The ginkgo biloba extract, pentoxifylline, buflomedil and cilostazol were the modest of clinical efficacy based on primary randomized control trials. From secondary studies cilostazol and buflomedil showed significant positive efficacy in peripheral vascular disease. Pentoxifylline showed may be efficacious. Ginkgo biloba extract showed modest efficacy and uncertain clinical relevance. The other agents were poor evidence. These agents were relative safe in clinical use. Cilostazol and pentoxifylline had cost-effective evidence from literature review. Drug above recommendation IIa of clinical guidelines were cilostazol and pentoxifylline.
Among reimbursement price of 13 agents, cilostazol had 2 kinds of content but only to have one pharmaceutical factory (50mg NTD 13.1; 100mg NTD 26.1). Xanthinol, cyclandelate, phenoxybenzamine, and inositol were the sole content but many pharmaceutical factories. The other 8 agents were the multi- content, many pharmaceutical factories. These reimbursement prices distributed broadly, and the disparity had been really big.
The prescribing pattern of these agents in NHI files was analyzed. The total utilization frequency was 7,525,263. The total prescribing quantities was 224,886,550. The total pharmaceutical expenditure was 1,140,937,222. Among these agents the most of utilization frequency was nicametate 2,765,716 (36.8%). The most prescribing quantities were nicametate 75,287,509 (33.5%). The most pharmaceutical expenditure was ginkgo biloba extract 368,293,353 (32.3%). In analysis most of utilization frequency, we found buflomedil that was 21.0% of rational use. Flunarizine was 43.4% of cohere use with indications. Phenoxybenzamine was 98.6% of incoherent use with indications.
Conclusion and Suggestions
The cilostazol, pentoxifylline, and buflomedil were the most of clinical efficacy based on literatures review of EBM and recommendations of clinical guidelines.
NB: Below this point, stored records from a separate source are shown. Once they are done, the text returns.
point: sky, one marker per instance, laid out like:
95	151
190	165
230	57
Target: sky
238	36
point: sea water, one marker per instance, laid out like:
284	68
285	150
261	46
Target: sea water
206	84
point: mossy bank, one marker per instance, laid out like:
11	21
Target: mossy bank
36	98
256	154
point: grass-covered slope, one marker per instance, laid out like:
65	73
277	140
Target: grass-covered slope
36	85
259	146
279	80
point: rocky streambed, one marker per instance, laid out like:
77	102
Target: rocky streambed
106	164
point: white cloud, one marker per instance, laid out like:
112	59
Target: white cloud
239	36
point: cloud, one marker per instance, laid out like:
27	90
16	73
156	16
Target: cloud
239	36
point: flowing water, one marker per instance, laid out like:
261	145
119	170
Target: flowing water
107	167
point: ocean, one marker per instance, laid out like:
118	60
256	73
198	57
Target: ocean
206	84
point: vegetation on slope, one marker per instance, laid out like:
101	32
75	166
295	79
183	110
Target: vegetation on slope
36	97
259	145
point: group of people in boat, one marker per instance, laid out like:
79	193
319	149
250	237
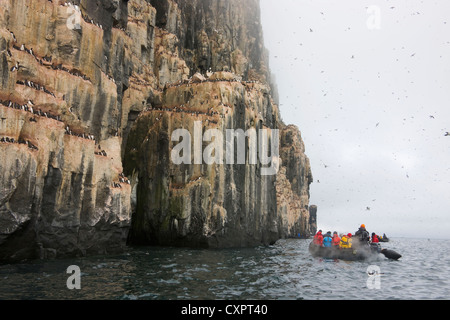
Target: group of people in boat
345	241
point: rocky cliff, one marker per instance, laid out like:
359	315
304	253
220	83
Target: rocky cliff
91	94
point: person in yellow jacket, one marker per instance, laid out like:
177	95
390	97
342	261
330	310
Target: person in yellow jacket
346	241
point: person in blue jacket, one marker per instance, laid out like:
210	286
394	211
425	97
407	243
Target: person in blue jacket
327	240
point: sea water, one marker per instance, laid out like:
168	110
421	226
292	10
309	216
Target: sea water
284	271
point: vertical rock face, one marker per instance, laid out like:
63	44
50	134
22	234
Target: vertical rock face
91	95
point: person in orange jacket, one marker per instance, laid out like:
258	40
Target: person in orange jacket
336	240
375	238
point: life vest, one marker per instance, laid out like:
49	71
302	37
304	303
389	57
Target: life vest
327	241
336	240
346	242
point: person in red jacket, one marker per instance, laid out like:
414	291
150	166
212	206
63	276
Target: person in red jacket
318	238
336	240
374	238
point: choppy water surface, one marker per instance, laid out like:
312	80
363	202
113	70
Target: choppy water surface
282	271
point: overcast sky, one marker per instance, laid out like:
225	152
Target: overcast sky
368	85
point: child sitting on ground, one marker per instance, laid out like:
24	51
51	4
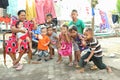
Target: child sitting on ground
22	36
95	53
65	45
78	44
53	40
43	44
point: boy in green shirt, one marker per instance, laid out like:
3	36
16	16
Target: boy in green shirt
77	22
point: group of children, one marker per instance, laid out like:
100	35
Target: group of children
70	38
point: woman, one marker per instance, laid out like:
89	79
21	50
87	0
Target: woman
11	44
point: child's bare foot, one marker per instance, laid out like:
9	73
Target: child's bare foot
15	62
93	67
109	70
81	70
70	64
77	66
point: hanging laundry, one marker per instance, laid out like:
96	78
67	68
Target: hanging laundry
49	8
13	7
44	7
40	11
30	9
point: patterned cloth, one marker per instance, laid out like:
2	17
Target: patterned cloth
11	44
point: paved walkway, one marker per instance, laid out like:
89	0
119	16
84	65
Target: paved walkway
52	71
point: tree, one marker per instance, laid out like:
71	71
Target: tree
118	5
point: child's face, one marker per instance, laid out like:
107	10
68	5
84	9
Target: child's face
48	18
44	31
88	35
20	25
73	33
74	15
50	30
64	30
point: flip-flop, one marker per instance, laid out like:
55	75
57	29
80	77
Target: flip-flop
19	67
16	65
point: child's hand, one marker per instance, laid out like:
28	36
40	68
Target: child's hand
40	37
45	44
86	60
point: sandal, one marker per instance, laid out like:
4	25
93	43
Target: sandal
70	64
19	67
16	65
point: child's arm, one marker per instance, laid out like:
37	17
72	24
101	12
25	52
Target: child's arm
48	41
90	56
67	37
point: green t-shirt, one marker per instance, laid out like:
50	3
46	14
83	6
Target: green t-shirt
79	24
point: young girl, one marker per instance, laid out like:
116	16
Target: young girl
53	40
43	44
78	43
95	53
65	45
22	36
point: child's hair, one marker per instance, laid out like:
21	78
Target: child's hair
49	27
43	28
73	28
49	15
88	29
64	25
74	10
17	23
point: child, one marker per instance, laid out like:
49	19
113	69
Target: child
49	22
53	40
78	43
22	36
43	44
77	22
65	45
95	53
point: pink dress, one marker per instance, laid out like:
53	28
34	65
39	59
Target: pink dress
11	44
44	7
40	11
66	48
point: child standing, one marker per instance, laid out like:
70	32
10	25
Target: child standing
22	36
95	53
49	22
65	45
43	44
53	40
77	22
78	43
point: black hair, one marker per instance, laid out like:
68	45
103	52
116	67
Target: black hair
73	28
87	29
49	15
49	27
74	10
17	23
20	11
65	26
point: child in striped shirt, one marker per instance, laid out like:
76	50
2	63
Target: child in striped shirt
95	53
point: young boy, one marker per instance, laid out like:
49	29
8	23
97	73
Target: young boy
95	53
53	40
49	22
77	22
43	44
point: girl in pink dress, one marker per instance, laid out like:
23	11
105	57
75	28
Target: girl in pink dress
65	45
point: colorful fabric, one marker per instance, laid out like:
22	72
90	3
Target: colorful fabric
43	7
42	42
30	9
13	7
11	44
79	24
66	47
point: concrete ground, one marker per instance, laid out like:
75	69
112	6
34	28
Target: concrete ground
52	71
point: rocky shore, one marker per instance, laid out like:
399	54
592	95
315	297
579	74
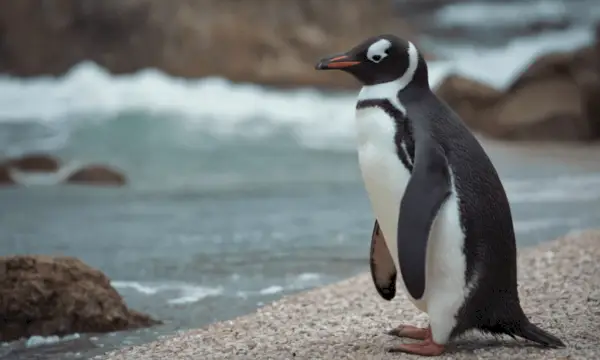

According the findings of our study, we proposed two suggestions. The suggestion one was that the cilostazol, pentoxifylline, and buflomedil can pay reimbursement price and setup drug reimbursement criteria. Cilostazol and buflomedil maintained original reimbursement criteria. Pentoxifylline limited the same as Buflomedil’s criteria. The other agents changed position to no positive efficacy drugs and not paid for indication of peripheral vascular disease. Except cilostazol was rational, the reimbursement price of the other tweleve agents was unreasonable because range too far and disparity too big. The suggestion two was that Bureau of NHI must re-evaluate this agent’s price by identical principle with inquiring the international price.